BWBC 20: Certain Distant Suns

Greetings friends!
This story is great. That’s it. You can go on about your business now. I don’t know if it’s my favorite in the collection*, but it’s certainly a standout.
Joanne Greenberg might be most famous for I Never Promised You a Rose Garden a semi-autobiographical novel about teenage schizophrenia she wrote in the early 1960s under the pen name Hannah Green. I’ve read it. It’s good. I mention it briefly here in this post where I misspell the author’s name. This story is completely different from that novel. It’s also very funny and reads like a Kelly Link story.
“Certain Distant Suns” by Joanne Greenberg
“Certain Distant Suns” is set in 1970s USA among the Jewish American community around New York City. It’s told from the POV of a nineteen year-old girl and the chaos that results when her Aunt Bessie declares that she no longer believes in God. For the first two-thirds of the story nothing fantastical happens. The family first has to deal with Bessie’s apostasy, then with her increasingly more eccentric decisions. She stops believing in Capitalism, germs, and electricity. And with every decision the family panics and wonders how Bessie can possibly survive. But she does, and she becomes an inspiration to the narrator, who notices how much happier Bessie is now that she’s given up all these things.

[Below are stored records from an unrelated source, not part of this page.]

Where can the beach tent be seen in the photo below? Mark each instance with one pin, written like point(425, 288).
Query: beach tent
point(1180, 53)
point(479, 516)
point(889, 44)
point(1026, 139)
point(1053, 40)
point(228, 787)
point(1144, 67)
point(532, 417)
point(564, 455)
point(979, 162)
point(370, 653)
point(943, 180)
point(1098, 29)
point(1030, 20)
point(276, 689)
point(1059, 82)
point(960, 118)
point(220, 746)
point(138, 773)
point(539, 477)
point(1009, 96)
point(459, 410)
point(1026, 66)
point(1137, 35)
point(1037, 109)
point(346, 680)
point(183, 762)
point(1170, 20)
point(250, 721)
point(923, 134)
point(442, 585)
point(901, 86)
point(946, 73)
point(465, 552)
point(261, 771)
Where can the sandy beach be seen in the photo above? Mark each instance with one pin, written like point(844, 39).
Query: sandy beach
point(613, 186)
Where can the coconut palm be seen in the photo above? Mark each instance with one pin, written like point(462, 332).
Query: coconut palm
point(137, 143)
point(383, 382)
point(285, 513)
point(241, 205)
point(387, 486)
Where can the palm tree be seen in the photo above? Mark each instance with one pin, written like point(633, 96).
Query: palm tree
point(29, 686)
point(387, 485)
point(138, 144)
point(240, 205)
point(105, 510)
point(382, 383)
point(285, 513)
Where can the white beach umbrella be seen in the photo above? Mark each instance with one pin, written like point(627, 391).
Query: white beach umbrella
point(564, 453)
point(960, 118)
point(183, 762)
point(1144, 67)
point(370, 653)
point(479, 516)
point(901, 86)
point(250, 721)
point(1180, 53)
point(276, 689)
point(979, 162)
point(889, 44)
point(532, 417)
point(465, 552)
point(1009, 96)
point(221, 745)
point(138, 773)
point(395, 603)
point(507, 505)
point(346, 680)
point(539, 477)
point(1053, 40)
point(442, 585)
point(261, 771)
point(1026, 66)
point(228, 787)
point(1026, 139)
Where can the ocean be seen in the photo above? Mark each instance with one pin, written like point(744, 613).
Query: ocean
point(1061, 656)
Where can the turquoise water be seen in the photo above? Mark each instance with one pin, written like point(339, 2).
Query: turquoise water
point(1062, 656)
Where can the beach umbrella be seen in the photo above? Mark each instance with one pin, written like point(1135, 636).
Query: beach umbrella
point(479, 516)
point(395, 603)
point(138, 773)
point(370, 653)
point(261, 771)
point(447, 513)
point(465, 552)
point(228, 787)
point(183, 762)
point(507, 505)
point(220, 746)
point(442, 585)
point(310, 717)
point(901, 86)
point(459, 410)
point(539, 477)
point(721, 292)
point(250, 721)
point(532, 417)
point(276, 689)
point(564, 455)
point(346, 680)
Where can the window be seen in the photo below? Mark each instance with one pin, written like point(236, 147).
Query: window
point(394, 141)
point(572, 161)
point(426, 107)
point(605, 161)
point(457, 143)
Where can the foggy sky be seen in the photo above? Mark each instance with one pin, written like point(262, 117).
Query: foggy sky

But this is a fantasy collection, and we’re in a stretch of stories dealing with faith and belief. A cosmic backlash brews against Aunt Bessie. And when it arrives it’s not just a single thing, but two-pronged. I don’t want to give too much away, because you should read this story. I will say that it involves a magic TV among other things.
Greenberg’s style is wry and observant, and it’s fun to see her mix the cosmic scale with the intimately personal. I’m not sure when I’ll again have the chance to read her work, but to stumble at random onto a story like this is exactly what I wanted out of this collection.
* At the end of this project I’ll likely do a Top 20 favorite stories list. And this story will definitely be there.